À l’initiative de l’association Maloyallstars, il a sorti, avec ses frères Matou, Yvrin, sa fille Béatrice, son premier CD en 2008. C’est un enregistrement composé essentiellement de prises de son de terrain effectuées en 2007 et de sons issus d’enregistrement sur vinyles datant des années 1970. Cet album est avant tout un document sonore patrimonial consacré à une des icônes du maloya. Stéphane Grondin, Président de l’association Maloyallstars, disait : « Simon Lagarrigue est un personnage clef du maloya, il milite depuis toujours pour la reconnaissance de la culture créole et sa valorisation. C’est le premier album qui soit entièrement consacré à son œuvre, lui qui reste habituellement dans l’ombre. Cet album est un document musical premier choix, une pierre à l’édifice d’un fond rythmique sur les voix oubliées ou méconnues du maloya réunionnais ».

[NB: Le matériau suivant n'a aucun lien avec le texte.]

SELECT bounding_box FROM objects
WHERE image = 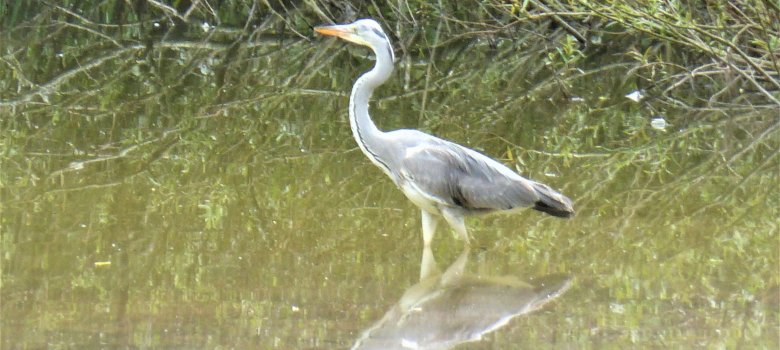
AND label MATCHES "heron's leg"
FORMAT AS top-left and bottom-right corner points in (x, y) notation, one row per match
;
(422, 210), (439, 247)
(420, 245), (439, 281)
(441, 209), (471, 245)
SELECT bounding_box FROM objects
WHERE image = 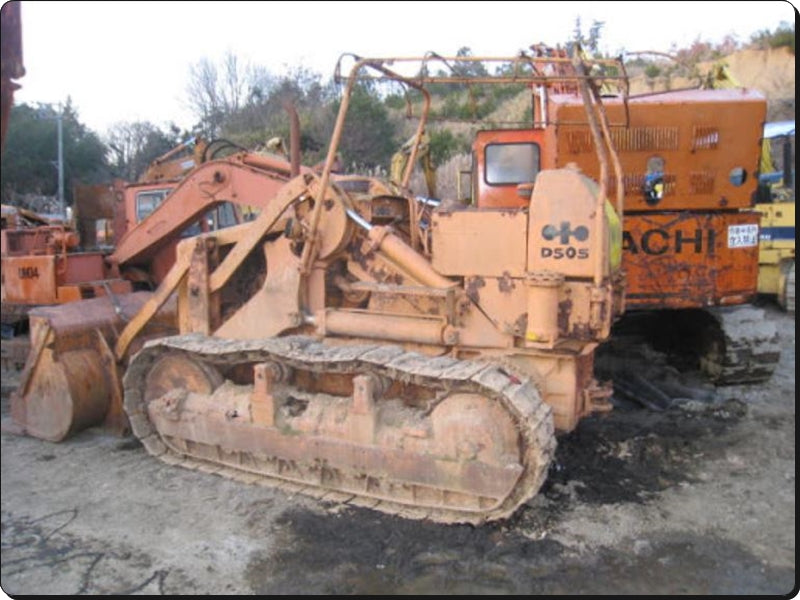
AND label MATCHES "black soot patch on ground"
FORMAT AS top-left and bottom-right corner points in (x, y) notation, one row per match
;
(542, 400), (747, 504)
(248, 508), (563, 595)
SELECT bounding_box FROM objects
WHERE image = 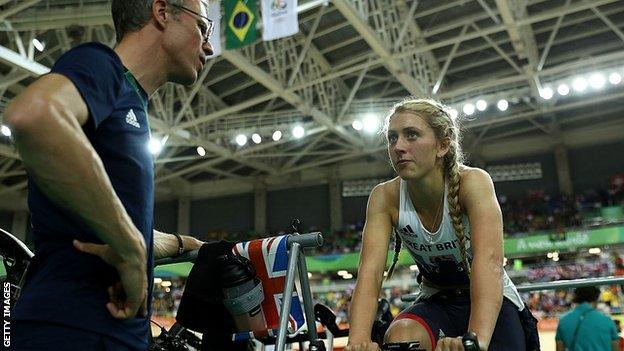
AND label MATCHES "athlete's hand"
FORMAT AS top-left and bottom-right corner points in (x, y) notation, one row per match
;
(435, 336), (464, 351)
(74, 240), (147, 319)
(345, 341), (381, 351)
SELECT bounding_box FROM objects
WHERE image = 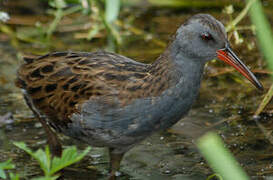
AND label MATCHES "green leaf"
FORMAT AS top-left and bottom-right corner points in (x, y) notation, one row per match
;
(105, 0), (120, 23)
(9, 173), (19, 180)
(0, 159), (15, 179)
(50, 146), (90, 175)
(13, 142), (51, 176)
(33, 146), (51, 176)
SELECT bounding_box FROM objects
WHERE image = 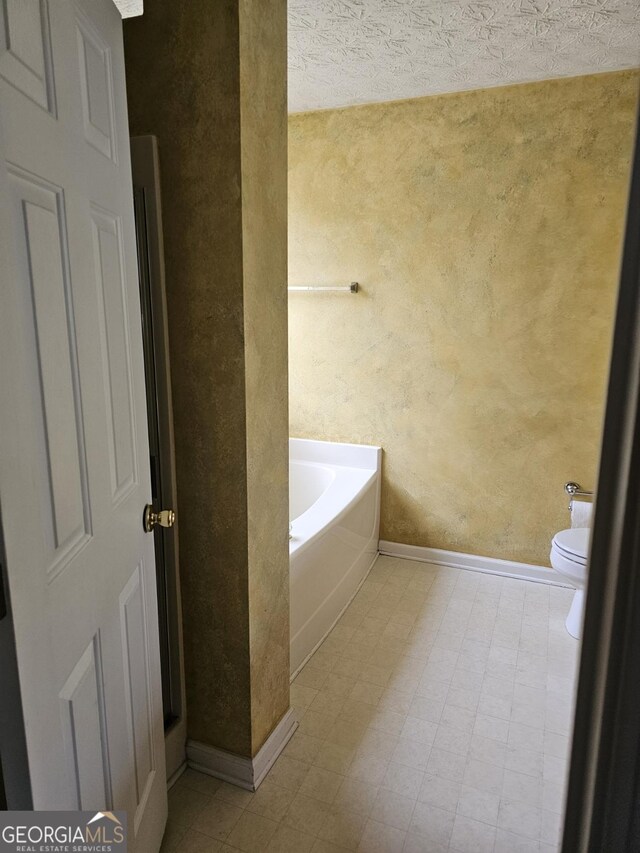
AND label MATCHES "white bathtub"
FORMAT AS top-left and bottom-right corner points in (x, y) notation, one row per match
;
(289, 438), (382, 675)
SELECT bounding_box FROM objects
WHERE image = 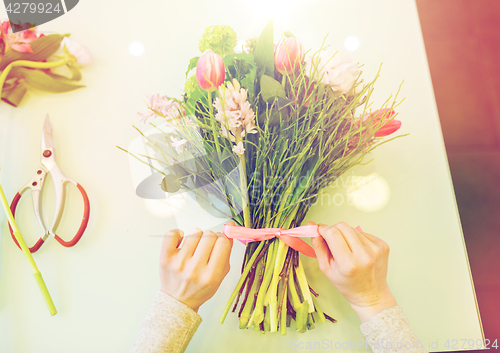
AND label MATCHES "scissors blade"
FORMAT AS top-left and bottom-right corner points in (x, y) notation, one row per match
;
(42, 114), (55, 153)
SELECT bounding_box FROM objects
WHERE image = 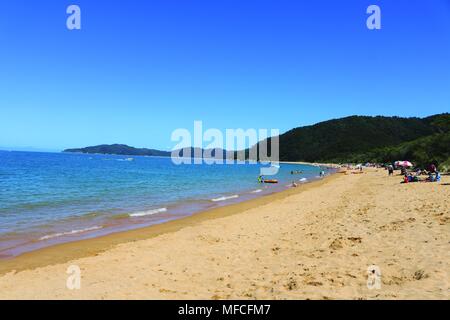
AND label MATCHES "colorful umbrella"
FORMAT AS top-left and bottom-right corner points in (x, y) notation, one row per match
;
(395, 161), (413, 168)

À 71 ans, ce merveilleux auteur-compositeur est un exemple vivant pour la nouvelle génération de par sa sagesse et son talent immense. Il est un père de famille nombreuse, un grand-père heureux et un mari comblé. Il a toujours connu la misère dans « son zinn tann » (sa jeunesse), mais il était heureux. Aujourd’hui, il aurait pu apprécier sa retraite en se reposant, mais ne pouvant « rester en place », il continue toujours à travailler dans la plantation avec ses enfants.

“Do fé dann kèr koko”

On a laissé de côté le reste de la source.